20 avril 2023

Le régime néerlandais lutte contre l’augmentation des coûts de l’énergie  

En mars 2023, la Commission européenne a approuvé un nouveau régime néerlandais d’une valeur de 1,4 milliard d’euros. L’objectif est de soutenir les petites et moyennes entreprises à forte intensité énergétique confrontées à l’augmentation des coûts de l’énergie dans le contexte de la guerre de la Russie contre l’Ukraine. Le régime a été approuvé en vertu du cadre temporaire pour les aides d’État en faveur des pays en crise et en transition, afin de favoriser les mesures de soutien dans des secteurs essentiels pour accélérer la transition écologique et réduire la dépendance à l’égard des combustibles.   

Subventions directes en faveur des entreprises des Pays-Bas  

Les Pays-Bas ont notifié à la Commission, au titre du cadre temporaire pour les aides d’État destinées aux situations de crise et de transition, un régime d’aide d’un montant de 1,4 milliard d’euros destiné à soutenir les PME à forte consommation d’énergie confrontées à une augmentation des coûts énergétiques dans le contexte de la guerre menée par la Russie contre l’Ukraine.  

  • L’aide prendra la forme de montants limités d’aide sous forme de subventions directes.  

L’objectif du régime est de couvrir une partie de l’augmentation des coûts du gaz naturel et de l’électricité et d’en atténuer l’impact sur les entreprises qui ne sont pas en mesure d’y faire face. Il sera disponible pour :  

  • Les PME de tous les secteurs ;  
  • Actives aux Pays-Bas ;   
  • Dont les achats de gaz naturel et d’électricité représentent au moins 7 % de leur chiffre d’affaires annuel ;  
  • Pour l’année 2022.  

Les établissements de crédit et autres institutions financières sont exclus du régime. Chaque bénéficiaire potentiel pourra recevoir une aide couvrant 50 % des coûts éligibles, jusqu’à un maximum de 160 000 euros.  

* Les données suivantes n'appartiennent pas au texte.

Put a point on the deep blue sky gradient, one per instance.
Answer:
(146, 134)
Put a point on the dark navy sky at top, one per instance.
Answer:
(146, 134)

Plus précisément, l’aide  

  • Ne dépassera pas 250 000 euros par entreprise active dans la production primaire de produits agricoles, 300 000 euros par entreprise active dans les secteurs de la pêche et de l’aquaculture et 2 millions d’euros par entreprise active dans tous les autres secteurs ; a  
  • Et seront accordées avant le 31 décembre 2023.  

En savoir plus sur le nouveau cadre  

Le 9 mars 2023, la Commission a adopté un nouveau cadre temporaire pour la crise et la transition afin d’encourager les mesures de soutien dans les secteurs clés pour la transition vers une économie nette zéro, conformément au plan industriel Green Deal. Avec la modification du règlement général d’exemption par catégorie (« RGEC ») que la Commission a approuvée le même jour, le cadre temporaire de crise et de transition contribuera à accélérer les investissements et le financement de la production de technologies propres en Europe. Il aidera également les États membres à réaliser des projets spécifiques dans le cadre des plans nationaux de relance qui relèvent de son champ d’application.  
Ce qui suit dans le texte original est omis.